Police had no suspects until three months later when the same gun was used to kill Lt. Ed Vidulich of the Memphis Police Department.
W.D. Merritt was the lead detective on the case.
“I got a call early that morning and my supervisor called me and said they had found Lt. Vidulich shot to death in his house.”
Merritt said, “You could tell some things had been messed around, the house had been disturbed, then we found him there and found the shell casings.”
From the beginning, there were rumors of extortion, stolen guns, and a mystery man named Tony Smith.
As Merritt and his team began to peel back the layers of this case, they stumbled upon a major break three days after Lt. Vidulich was killed.
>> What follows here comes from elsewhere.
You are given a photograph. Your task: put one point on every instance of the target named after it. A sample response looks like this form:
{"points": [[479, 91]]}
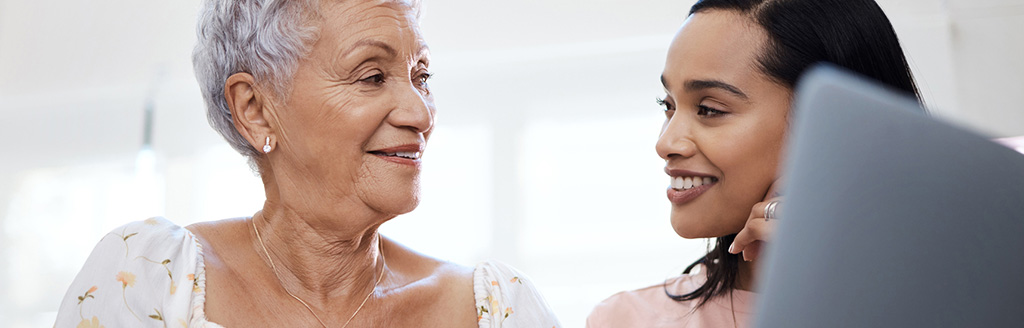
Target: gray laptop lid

An officer looking into Tony Smith learned about a teen being arrested for shooting a gun across the street from Frayser High School.
That teen was Dexter Cox.
“This officer was able to identify Dexter Cox as Tony Smith who was in the home of Ed Vidulich when he called to report the burglary,” Lepone says.
Police also knew a gun was missing from Vidulich’s house. Merritt then got the serial number from the gun Cox was arrested with.
“The serial number on that gun matched the box, the empty gun box that was inside it, Vidulich’s house,” Merritt added.
This was enough for police to bring Cox in for questioning.
Oddly enough, they picked him up at the Criminal Justice Center where he’d shown up for a hearing on that misdemeanor charge.
Merritt told WREG, “We knew we had some real good evidence at this point, but we still had to be able to put, to prove that Dexter pulled the trigger.”
Cox gave multiple statements over the next two days and eventually confessed to killing Lt. Vidulich.
“When Dexter Cox is sitting across from the police and confessing to one murder, what he did not realize at the time was he was confessing to three,” Lepone explains.
That’s because what Cox didn’t know at the time, is that police had already matched ballistics from Vidulich’s case to the October murders.
Merritt says Cox eventually led them to the gun.
“Then we were able to actually find the murder weapon when Dexter told us where it was hidden.”
While the confession sealed it, the ballistic evidence put all the pieces together.
“It’s invaluable to have that technology to be able to do that in these cases,” says Lepone.
According to law enforcement, it’s actually rare for police to recover the murder weapon.
Guns change hands quickly and criminals know how to get rid of them, making the technology even more critical when the gun is found.